Тейлор и Делкарт мое настроение поняли, но Снайдер был более скептичен.

- Это измена, сэр, - ответил ему я, - все верно, но не существует закона, требующего карать самих себя. Если бы мы могли вернуться в Пан-Америку, я бы первым настоял на возвращении, чтобы понести наказание. Но ведь все мы знаем, что это неосуществимо. Даже если наша лодка смогла бы доставить нас, то еды и питья у нас не хватит и на три дня.

- Мы обречены, Снайдер, умереть вдали от дома, не увидев ни одного из своих соотечественников, кроме сидящих в этом катере. По-моему, это достаточное наказание даже с точки зрения самого строго судьи.

Даже Снайдер был вынужден признать справедливость этих слов.

- Прекрасно, тогда давайте жить, пока живется, и наслаждаться приключениями и удовольствиями, что принесет нам каждый из грядущих дней, - ведь любой из них может стать последним.

Снайдер все равно, не смотря на мои слова, был полон страха, но Тейлор и Делкарт ответили искренним:

- Есть, сэр!

Они были сделаны из другого теста: оба сыновья морских офицеров. Они были аристократы по происхождению и отваживались мыслить самостоятельно.

Снайдер оказался в меньшинстве, поэтому мы продолжили путь на восток. По ту сторону тридцатого, да к тому же вдали от корабля, власть моя закончилась. Я сохранил лидерство только благодаря личным качествам и не сомневался в своей способности оставаться руководителем наших судеб до тех пор, пока это будет в человеческих силах. Я всегда был лидером и останусь им, пока существуют мой мозг и плоть и кровь. Искусству повиноваться Тарки обучаются с трудом.

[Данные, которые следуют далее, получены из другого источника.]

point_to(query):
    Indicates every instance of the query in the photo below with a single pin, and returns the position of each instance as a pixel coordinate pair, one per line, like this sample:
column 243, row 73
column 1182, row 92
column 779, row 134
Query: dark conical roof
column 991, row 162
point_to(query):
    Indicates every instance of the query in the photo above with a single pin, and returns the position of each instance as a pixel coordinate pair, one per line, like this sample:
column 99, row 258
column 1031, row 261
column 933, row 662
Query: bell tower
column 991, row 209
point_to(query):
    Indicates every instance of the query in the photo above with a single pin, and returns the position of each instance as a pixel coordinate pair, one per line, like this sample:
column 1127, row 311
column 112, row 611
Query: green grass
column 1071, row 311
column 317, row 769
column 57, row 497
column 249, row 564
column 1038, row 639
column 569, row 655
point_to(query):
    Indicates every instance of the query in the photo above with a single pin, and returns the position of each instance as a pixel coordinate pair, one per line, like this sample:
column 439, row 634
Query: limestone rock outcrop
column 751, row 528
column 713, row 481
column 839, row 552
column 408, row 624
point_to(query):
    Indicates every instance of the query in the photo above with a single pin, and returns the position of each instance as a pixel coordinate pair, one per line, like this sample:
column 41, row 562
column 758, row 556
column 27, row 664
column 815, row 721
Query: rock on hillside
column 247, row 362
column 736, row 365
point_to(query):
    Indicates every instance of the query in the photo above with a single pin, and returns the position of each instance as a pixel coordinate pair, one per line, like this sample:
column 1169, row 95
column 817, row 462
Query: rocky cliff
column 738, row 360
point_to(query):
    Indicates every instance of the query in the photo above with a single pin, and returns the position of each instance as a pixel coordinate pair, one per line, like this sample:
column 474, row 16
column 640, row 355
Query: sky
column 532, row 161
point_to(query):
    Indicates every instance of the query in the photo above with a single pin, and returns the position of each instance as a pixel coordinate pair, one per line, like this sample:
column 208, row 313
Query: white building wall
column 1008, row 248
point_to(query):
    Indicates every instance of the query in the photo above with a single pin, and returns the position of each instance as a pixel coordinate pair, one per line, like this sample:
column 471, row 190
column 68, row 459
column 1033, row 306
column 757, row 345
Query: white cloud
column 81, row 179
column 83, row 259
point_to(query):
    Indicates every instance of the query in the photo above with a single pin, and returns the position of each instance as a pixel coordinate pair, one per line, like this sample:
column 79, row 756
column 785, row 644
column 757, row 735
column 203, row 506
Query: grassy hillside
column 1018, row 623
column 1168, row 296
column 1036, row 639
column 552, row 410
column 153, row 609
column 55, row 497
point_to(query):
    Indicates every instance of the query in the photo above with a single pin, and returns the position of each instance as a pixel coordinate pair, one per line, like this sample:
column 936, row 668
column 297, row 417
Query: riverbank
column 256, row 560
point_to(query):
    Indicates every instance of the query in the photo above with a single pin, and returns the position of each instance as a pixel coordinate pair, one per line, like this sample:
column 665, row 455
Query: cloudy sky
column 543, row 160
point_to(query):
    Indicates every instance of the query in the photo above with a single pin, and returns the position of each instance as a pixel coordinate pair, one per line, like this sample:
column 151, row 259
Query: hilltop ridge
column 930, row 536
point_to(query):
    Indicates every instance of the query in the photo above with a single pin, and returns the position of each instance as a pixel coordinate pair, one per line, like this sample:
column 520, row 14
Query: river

Только на третий день мы увидели прямо впереди землю. Посмотрев карты, я решил, что это должны быть острова Силли. Но ветер был настолько силен, что я не решился пристать, и мы прошли севернее и вошли в Английский канал .

Думаю, что до этого меня никогда не охватывала подобная дрожь, что я испытал, осознав, что мы плывем по историческим водам. Мечты моей жизни, на исполнение которых у меня не было ни малейшей надежды, стали воплощаться в жизнь - но при каких печальных обстоятельствах!

Я никогда не смогу вернуться на родину. До конца дней своих я вынужден оставаться в изгнании. Но даже эти мысли не могли умерить мой пыл.

Я пристально вглядывался в водный путь. На севере виднелся скалистый берег Корнуолла. Я был первым американцем, чей взгляд покоился на нем впервые более чем за два столетия. Я напрасно искал признаки древней торговли, которая, если верить истории, усеяла поверхность Канала белыми парусами и задымила небеса бесчисленными трубами, но насколько мог охватить взгляд, колышущиеся волны Канала были пусты и безлюдны.

Ближе к полуночи ветер стих и море успокоилось, и после восхода я решил идти к берегу, чтобы попробовать высадиться - мы страшно нуждались в свежей воде и пище.